0

Given the following csv file :

01;blue;brown;black
02;glass;rock;paper
03;pigeon;squirel;shark

My goal is to replace the (unique) line containing '02' in the 1st posisition.

I wrote this piece of code:

with open("csv", 'r+', newline='', encoding='utf-8') as csvfile, open('csvout', 'w', newline='', encoding='utf-8') as out:
    reader = csv.reader(csvfile, delimiter=';')
    writer = csv.writer(out, delimiter=';')
    for row in reader:
        if row[0] != '02':
            writer.writerow(row)
        else:
            writer.writerow(['02', 'A', 'B', 'C'])

But re-writing the whole CSV in an other doesn't seem to be the most efficient way to proceed, especially for large files:

  1. Once the match is found, we continue to read till the end.
  2. We have to re-write every line one by one.
  3. Writing a second file isn't very practical nor is storage efficient.

I wrote a second piece of code who seems to answer to these two problems :

with open("csv", 'r+', newline='', encoding='utf-8') as csvfile:
    content = csvfile.readlines()
    for index, row in enumerate(content):
        row = row.split(';')
        if row[2] == 'rock':
            tochange = index
            break
    content.pop(tochange)
    content.insert(tochange, '02;A;B;C\n')
    content = "".join(content)
    csvfile.seek(0)
    csvfile.truncate(0)     # Erase content
    csvfile.write(content)

Do you agree that the second solution is more efficient ? Do you have any improvement, or better way to proceed ?

EDIT : The number of character in the line can vary.

EDIT 2 : I'm apparently obliged to read and rewrite everything, if I don't want to use padding.

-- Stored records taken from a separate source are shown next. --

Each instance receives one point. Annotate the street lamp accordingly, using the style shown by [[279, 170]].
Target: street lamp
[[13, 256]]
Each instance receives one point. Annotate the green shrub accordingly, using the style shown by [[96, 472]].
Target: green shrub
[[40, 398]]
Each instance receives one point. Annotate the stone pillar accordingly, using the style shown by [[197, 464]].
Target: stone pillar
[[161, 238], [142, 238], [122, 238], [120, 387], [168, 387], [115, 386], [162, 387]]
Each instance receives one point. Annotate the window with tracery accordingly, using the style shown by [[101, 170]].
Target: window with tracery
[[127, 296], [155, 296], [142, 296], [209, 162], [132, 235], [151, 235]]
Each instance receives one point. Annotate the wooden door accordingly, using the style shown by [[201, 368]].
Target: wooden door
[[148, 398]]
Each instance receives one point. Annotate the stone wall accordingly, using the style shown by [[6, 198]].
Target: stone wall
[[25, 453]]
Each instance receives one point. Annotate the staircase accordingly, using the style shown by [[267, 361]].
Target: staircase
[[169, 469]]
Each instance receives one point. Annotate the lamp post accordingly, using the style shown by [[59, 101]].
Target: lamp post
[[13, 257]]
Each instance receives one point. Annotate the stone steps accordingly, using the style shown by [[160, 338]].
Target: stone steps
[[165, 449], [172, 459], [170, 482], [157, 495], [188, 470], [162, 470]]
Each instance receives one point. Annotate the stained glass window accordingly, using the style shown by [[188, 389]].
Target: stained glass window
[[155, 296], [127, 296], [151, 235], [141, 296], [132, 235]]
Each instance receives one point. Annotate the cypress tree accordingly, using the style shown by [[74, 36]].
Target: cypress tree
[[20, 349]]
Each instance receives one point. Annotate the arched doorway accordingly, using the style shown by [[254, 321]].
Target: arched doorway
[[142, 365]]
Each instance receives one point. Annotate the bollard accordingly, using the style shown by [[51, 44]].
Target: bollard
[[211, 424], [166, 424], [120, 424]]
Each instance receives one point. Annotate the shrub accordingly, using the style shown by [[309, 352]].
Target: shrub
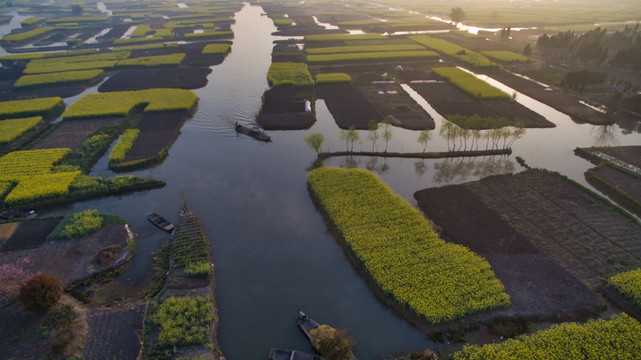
[[629, 285], [183, 321], [12, 277], [60, 317], [77, 225], [123, 146], [40, 293]]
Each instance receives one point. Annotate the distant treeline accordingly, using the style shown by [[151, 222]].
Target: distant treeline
[[620, 49]]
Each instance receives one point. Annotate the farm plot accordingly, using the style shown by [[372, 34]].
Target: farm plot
[[115, 333], [284, 108], [348, 106], [72, 134], [158, 131], [447, 100], [582, 233], [140, 79], [53, 257], [397, 248], [538, 287], [123, 102], [397, 106], [623, 187], [556, 99]]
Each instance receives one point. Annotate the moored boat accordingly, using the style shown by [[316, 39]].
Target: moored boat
[[256, 134], [283, 354], [160, 222]]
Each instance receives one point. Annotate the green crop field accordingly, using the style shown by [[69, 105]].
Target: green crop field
[[217, 49], [344, 37], [505, 56], [398, 248], [31, 107], [364, 48], [470, 84], [333, 78], [27, 35], [41, 67], [58, 78], [616, 338], [12, 129], [288, 73], [151, 61], [120, 103], [371, 56], [468, 56]]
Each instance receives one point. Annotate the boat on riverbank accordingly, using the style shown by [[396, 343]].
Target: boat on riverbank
[[160, 222], [256, 134], [283, 354]]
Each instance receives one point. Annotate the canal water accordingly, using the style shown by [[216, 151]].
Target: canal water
[[272, 252]]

A possible solution would be a database-like solution, I will consider it for the future.

If I had to choose between those 2 solutions, which one would be the best performance-wise ?

SecT0uch
  • 71
  • 7
  • Is the CSV file sorted by that first column? If so, you can [binary-search and overwrite](https://stackoverflow.com/a/54884704/1639625) that specific line in O(logn), but you have to overwrite it with the same number of characters. – tobias_k Feb 28 '19 at 12:17
  • BTW, in your second code you are still reading and writing the entire file. – tobias_k Feb 28 '19 at 12:20
  • My CSV is actually sorted by the 4th column, starting with 00000001 from the second line (First line for column desc). The number of char can vary. – SecT0uch Feb 28 '19 at 13:24
  • Well, you could still do a linear search for that line, backtrack to the start of the line with `seek` and then overwrite just this one line, padding it with e.g. space to get to the old length, unless the old line is too short, then you have to overwrite all the following lines in the file, too (until you find another line that has been padded before and you can remove that padding). – tobias_k Feb 28 '19 at 13:29
  • That would indeed, answer the problematic, but I would like to avoid the use padding. – SecT0uch Feb 28 '19 at 13:43
  • About your follow-up question: A proper data base might indeed be better. Certainly faster for retrieving/editing/updating/deleting individual entries. – tobias_k Feb 28 '19 at 14:30

1 Answers1

1

As the caracter in the line may vary, I either have to read/write the whole file or; as @tobias_k said, use seek() to come back to the begining of the line and:

  • If the line is shorter, write just the line and pad with spaces;
  • If same length, write just the line;
  • If it's longer re-write that line and the following.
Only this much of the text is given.